Except for the performance of ML models in terms of prediction accuracy, another important issue is the training speed. In practice, if the computing speed of a ML model is fast, more time can be devoted to hyperparameter tuning to improve the performance of the ML model. Generally, the computing speed is related to the algorithm itself and the number of features. Considering that the running time of the same ML model may largely vary in different time, the average running time, which is calculated as the average running time of the ML model, ran 10 times. The running time of four ML models with different features is shown in Figure 18.

Based on the results from Figure 18, it is noted that the running time of ANN model is the longest while that of LR model is the shortest. However, the running time of ANN model with PCA-selected features (t = 12.78s) is much shorter than the model with original features (t = 44.28s). Considering that the prediction accuracy gap between ANN models with original features and PCA-selected features is not too large (0.017), it can be concluded that dimensionality reduction has an obviously positive influence on running time without losing much prediction accuracy for ANN model.
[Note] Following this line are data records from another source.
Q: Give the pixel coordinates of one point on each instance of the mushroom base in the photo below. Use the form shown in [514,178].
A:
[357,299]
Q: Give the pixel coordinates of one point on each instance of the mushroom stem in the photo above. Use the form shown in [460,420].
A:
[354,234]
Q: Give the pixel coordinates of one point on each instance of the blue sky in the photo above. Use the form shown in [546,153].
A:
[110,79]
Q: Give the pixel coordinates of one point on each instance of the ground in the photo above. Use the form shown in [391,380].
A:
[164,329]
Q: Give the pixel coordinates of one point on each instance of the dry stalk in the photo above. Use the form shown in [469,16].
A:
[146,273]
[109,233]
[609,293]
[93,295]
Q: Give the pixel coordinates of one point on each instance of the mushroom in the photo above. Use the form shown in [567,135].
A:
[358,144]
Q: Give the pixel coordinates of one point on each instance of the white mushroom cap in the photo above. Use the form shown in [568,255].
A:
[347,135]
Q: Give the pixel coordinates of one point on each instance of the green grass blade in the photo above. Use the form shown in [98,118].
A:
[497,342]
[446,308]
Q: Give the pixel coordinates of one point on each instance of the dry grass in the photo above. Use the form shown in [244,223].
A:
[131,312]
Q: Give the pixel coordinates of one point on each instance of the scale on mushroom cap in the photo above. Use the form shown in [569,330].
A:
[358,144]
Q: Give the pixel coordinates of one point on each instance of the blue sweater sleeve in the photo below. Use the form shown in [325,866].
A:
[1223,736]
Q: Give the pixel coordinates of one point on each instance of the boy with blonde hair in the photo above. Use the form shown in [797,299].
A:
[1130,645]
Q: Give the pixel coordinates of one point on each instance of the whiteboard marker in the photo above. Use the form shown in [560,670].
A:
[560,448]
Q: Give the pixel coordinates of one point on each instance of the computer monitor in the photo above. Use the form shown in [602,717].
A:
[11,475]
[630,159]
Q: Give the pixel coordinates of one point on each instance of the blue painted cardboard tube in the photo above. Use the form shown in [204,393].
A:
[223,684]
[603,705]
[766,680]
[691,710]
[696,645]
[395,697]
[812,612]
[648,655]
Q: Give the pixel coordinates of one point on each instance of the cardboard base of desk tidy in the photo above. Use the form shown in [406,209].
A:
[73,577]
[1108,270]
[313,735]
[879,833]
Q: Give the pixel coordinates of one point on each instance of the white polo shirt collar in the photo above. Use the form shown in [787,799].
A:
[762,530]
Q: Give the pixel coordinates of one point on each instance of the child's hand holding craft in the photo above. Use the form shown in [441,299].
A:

In addition, it is noted that the running time of XGBoost model with PCA-selected features is even longer than XGBoost model with original model or manually selected features. Therefore, in this study, dimensionality reduction by PCA has an adverse effect both on the performance and the running time of XGBoost model.

5. Conclusions

In this work, the prediction of concrete compressive strength based on given features is carried out with four representative ML models. In addition, the performances of those ML models with different features are compared. Meanwhile, the training speed of the four ML models is also investigated. Based on the presented results, the following conclusions can be drawn:

• Among the four ML models, linear regression has the poorest performance with an R-square of less than 0.90, while the other 3 ML models have an R-square of over 0.90. Therefore, it is possible to make an accurate prediction of the compressive strength using some ML models such as Support Vector Regression (SVR), Extreme Gradient Boosting (XGBoost), and Artificial Neural Network (ANN).
• The highest R-square of test set of ML model with original features, PCA-selected features and manually selected features are 0.9331 (ANN), 0.9160 (ANN), and 0.9339 (XGBoost) respectively. Therefore, the performance of XGBoost model with manually selected features is the model with the best performance of all models.
• The prediction accuracy of SVR model with manually selected features (R-square = 0.9080) or PCA-selected features (R-square = 0.9134) is better than the model with original features (R-square = 0.9003) without dramatic running time change, indicating that dimensionality reduction has an admirable influence on SVR model.
• Compared with the XGBoost model with original features and manually selected features, the model with PCA-selected features has a relatively poorer performance (R-square = 0.8787). The possible reason for this is inferred that the PCA-selected features are not as distinguishable as the manually selected features in this study.
• The running time of XGBoost model with PCA-selected features or manually selected features is longer than XGBoost model with original features. In this work, dimensionality reduction by PCA seems to have an adverse effect both on the performance and the running time for XGBoost model.
• Although the running time of ANN model is much longer than the other three models (less than 1s) in 3 scenarios, dimensionality reduction has an obviously positive influence on running time without losing much prediction accuracy for ANN model.